This is probably a long shot, but I wondered if anyone had any suggestions for overcoming a problem I'm experiencing.
A little bit of background info to explain the problem:
My soft synth is written in C++, in the form of a lib file. When the synth is used for a demo/intro, the demo will simply link to the lib in order to use it.
For the synth VST GUI, I have a C++ DLL that contains the lib file for the synth. My synth interface is written in C# and I communicate with the synth via a C++ DLL (which links to the synth lib and acts as a wrapper for the synth and exposes various method to initialize the synth, get/set params and patch names etc). The C# GUI communicates by using PInvoke to call the methods in the DLL, which in turn calls methods in the synth lib code.
My problem is that when debugging, the C# code calls a method in the DLL to initialize the synth which creates all the synth parts in memory (patches, wavetables etc etc).
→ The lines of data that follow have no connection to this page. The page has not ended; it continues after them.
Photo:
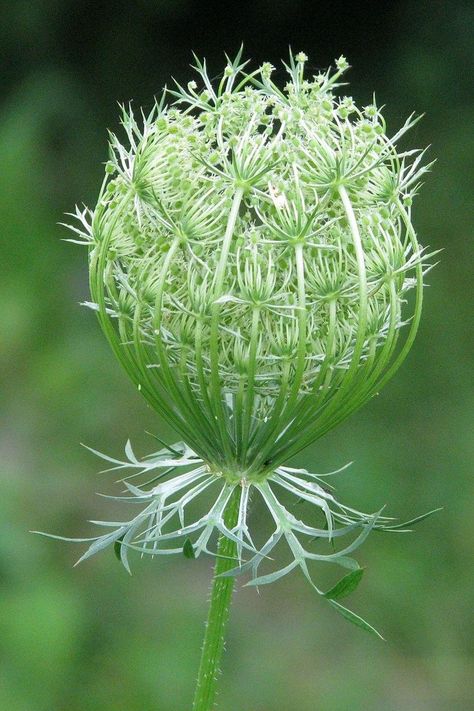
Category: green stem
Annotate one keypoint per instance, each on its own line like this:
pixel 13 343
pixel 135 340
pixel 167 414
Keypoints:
pixel 219 609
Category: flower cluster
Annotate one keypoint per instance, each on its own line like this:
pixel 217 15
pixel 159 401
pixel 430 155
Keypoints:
pixel 251 262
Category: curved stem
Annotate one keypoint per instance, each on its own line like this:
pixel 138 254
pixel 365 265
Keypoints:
pixel 219 609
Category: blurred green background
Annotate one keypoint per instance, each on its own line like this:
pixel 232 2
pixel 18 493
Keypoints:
pixel 94 639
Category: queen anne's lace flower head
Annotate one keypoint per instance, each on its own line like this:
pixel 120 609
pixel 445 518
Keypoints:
pixel 252 263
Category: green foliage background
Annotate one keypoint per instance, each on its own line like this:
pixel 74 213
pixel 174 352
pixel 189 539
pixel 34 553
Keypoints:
pixel 93 639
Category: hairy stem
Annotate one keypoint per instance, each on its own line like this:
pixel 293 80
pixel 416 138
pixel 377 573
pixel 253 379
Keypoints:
pixel 219 609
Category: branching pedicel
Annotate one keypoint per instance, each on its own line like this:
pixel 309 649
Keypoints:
pixel 251 260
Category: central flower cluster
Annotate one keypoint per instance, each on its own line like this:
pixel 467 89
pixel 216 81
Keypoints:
pixel 251 258
pixel 250 255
When debugging terminates, I'm left with a rather large memory leak as the memory allocated by the native code is not freed. After a few test runs in Visual Studio using the debugger, I'm out of memory.
I'm wondering if there is any way round this without having explicit cleanup code in the DLL to free the memory? I'm also concerned that if I do add code to free the memory, I will have no way to call it when debugging terminates and execution is suddenly halted before I get a chance to fire off a call to the cleanup code and free the memory.